How Much Can You Make in Cash Back?
If you manage to spend $2,000 monthly on your cash back card, assuming a top return of 6%, you can make up to $120 per month. Annually, that’s $1440 just for using the right credit card to make purchases.
Other Benefits of Credit Cards
Besides rewards programs, credit cards have lots of other ways to save money. Make sure you know all the perks for your cards, these perks can put even more money in your pocket.
Did you know some credit cards come with automatic insurance benefits? This can save you hundreds of dollars with rental card companies and more. All you must do to activate these services is pay for them with the applicable card. Here is a sample of some credit cards that offer free insurance benefits:
- Free Rental Car Insurance: Chase Sapphire Reserve and Preferred, Southwest Rapid Rewards, United Explorer, Delta SkyMiles Gold, American Express Platinum, Capital One Venture Rewards, Hilton Honors American Express, Marriott Bonvoy Brilliant
- Trip Cancellation/Interruption/Delay: Chase Sapphire Reserve and Preferred, United Explorer, American Express Platinum, Hilton Honors American Express
A lesser-known perk of some credit cards is purchase protection. Purchase protection will reimburse you for a recent purchase that is damaged, stolen, and, in some cases, lost. This benefit could potentially save you hundreds—even thousands of dollars.
Cards with Payment Protection include several American Express Cards, plus the Ink Business Cash, Chase Freedom Flex, and the Capitol One Venture X.
When you are getting ready to make a major purchase, make sure you check the benefits of each of your cards to see which ones have the most appropriate purchase protection.
Credit card rewards are not considered income by the IRS, so you can enjoy your rewards without paying taxes on them, even if they’re in the form of cash.
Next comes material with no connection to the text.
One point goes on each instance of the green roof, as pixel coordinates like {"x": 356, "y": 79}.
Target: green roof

How to Lose Money on Credit Cards
Making money on credit cards is easy. All you need to do is use your credit cards instead of cash or a debit card to pay for your purchases. In the event you need to file a dispute, or your card is stolen, credit cards are ideal because they have more robust protection against fraud than cash and even debit cards.
Pay Off Your Balance in Full
But you won’t make money from credit card rewards if you fail to pay off your balances in full each month, because the money you pay in interest will quickly overtake anything you earn in rewards, be it miles, points, or cash.
The average interest rate on credit cards is 18.26% annual percentage yield (APY). While sometimes you may need to use a credit card for an emergency expense that you cannot pay back right away, it should not be part of your normal spending habits to keep credit card balances high.
If you are in this situation, consolidate your debt for a lower rate. Avoid using your credit cards until the situation is under control, even if it means turning down some rewards in the short term.
Late fees could also cause your credit card rewards profits to evaporate. Make sure you pay every credit card on time without exception. Making a late fee payment will cost you $40 or even more. Furthermore, your credit will take a hit, which could cost you thousands in future higher interest rates on credit cards, car loans, and even mortgages.
1. Who really pays for credit card rewards?
Credit card companies earn revenue from merchant fees and customer fees, like late fees and interest. To maximize the money you make from credit card rewards, avoid paying interest and late fees by paying off balances in full and on time.
2. Can I earn more rewards by paying my rent or mortgage with my credit card?
In some cases, you can pay these bills with your credit cards, but it likely isn’t worth it for the rewards. These types of payments will likely have to be made through a third-party processor who might charge a fee of up to 5% to facilitate the payment.